Napoléon et « l’arrière »
Dans L’Art de la Guerre, Machiavel nous apprend qu’il ne suffit pas de vaincre, il faut aussi exploiter sa victoire. « César ne prenait pas un instant de repos et poursuivait son ennemi avec plus de fureur et d’impétuosité qu’il ne l’avait attaqué au moment du combat. » (1)

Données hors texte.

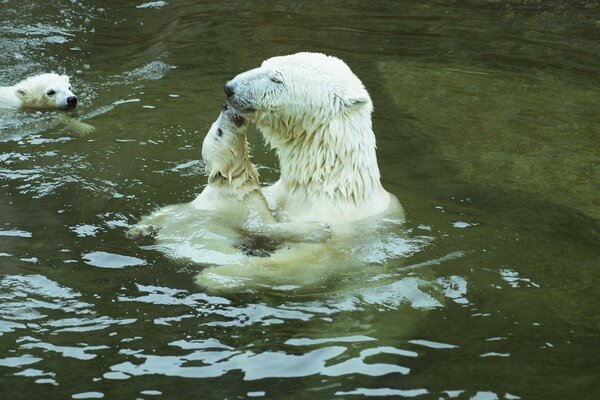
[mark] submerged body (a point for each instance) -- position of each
(316, 113)
(229, 220)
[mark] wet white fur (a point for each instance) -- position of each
(32, 93)
(231, 205)
(316, 113)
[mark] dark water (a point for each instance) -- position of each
(487, 121)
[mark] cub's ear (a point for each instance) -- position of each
(349, 102)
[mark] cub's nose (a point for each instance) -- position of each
(228, 88)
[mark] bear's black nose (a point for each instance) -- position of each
(228, 88)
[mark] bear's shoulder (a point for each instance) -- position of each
(8, 97)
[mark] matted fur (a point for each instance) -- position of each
(230, 212)
(316, 113)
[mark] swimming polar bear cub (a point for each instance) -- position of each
(229, 219)
(316, 113)
(40, 92)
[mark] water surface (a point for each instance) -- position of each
(487, 127)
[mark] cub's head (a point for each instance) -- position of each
(46, 91)
(298, 89)
(225, 148)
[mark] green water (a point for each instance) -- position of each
(486, 116)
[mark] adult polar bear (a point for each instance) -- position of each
(316, 113)
(44, 91)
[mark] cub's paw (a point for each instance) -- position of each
(140, 231)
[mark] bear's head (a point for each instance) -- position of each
(46, 91)
(225, 147)
(299, 92)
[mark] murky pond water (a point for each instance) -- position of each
(486, 116)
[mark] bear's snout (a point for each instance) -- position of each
(229, 89)
(72, 101)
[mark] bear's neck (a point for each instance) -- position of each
(336, 160)
(244, 180)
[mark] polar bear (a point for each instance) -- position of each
(41, 92)
(229, 219)
(316, 113)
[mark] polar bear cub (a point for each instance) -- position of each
(41, 92)
(316, 113)
(231, 206)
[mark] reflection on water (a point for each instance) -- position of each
(485, 118)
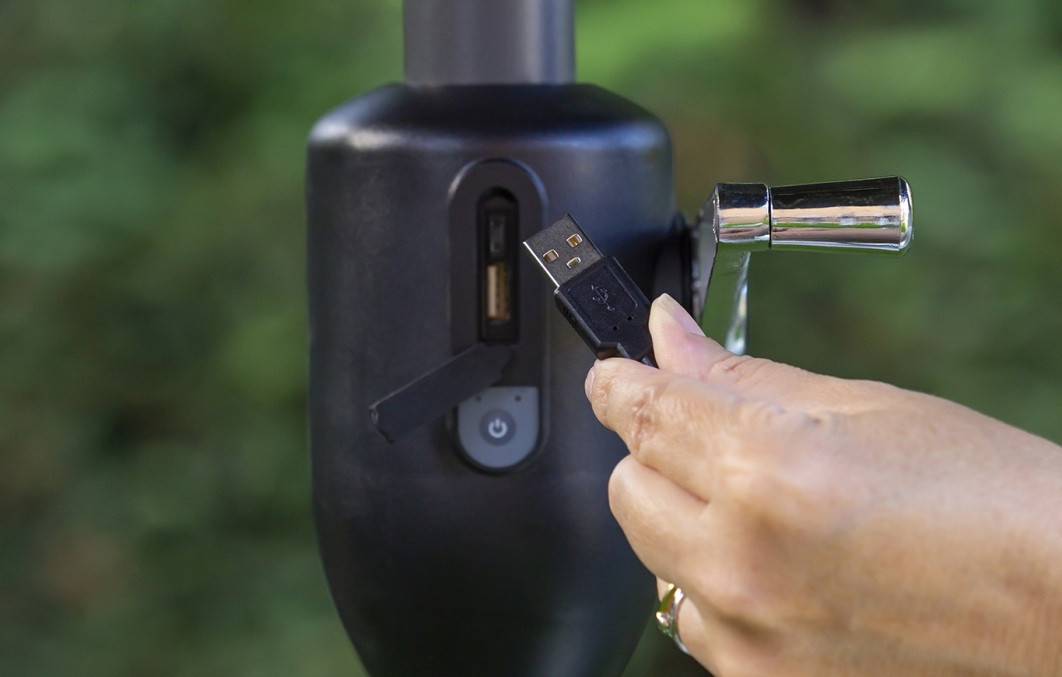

Que le Florentin ait figuré parmi les auteurs de prédilection de Bonaparte dans sa jeunesse ne saurait nous surprendre. Dès la Première Restauration, les pamphlets royalistes ne manquèrent pas de dresser un parallèle entre l’auteur du Prince et l’empereur déchu. Bonaparte a probablement étudié Machiavel dans la belle édition Vollard, après avoir lu en 1791 l’Histoire de Florence dans la traduction de Barrett (2) ; mais Frédéric II et Guibert furent davantage ses maîtres dans le domaine de la stratégie et de la tactique, comme l’a montré tout récemment encore Jean Mistler dans le bel ouvrage collectif Napoléon et l’Empire publié pour le deuxième centenaire de la naissance de l’Empereur. Aux grands généraux qui l’avaient précédé, Napoléon a donc beaucoup emprunté, mais comment n’aurait-il pas médité sur la remarque de Machiavel : « un lieutenant général, s’il veut acquérir grande réputation, doit inventer quelque chose de son esprit outre celles que nous avons des anciens et des autres. » Et il est permis de se demander si ce que Napoléon a apporté, n’est pas le souci de « l’arrière », l’importance attachée plus encore que chez César, à la propagande, à l’exploitation psychologique de la victoire.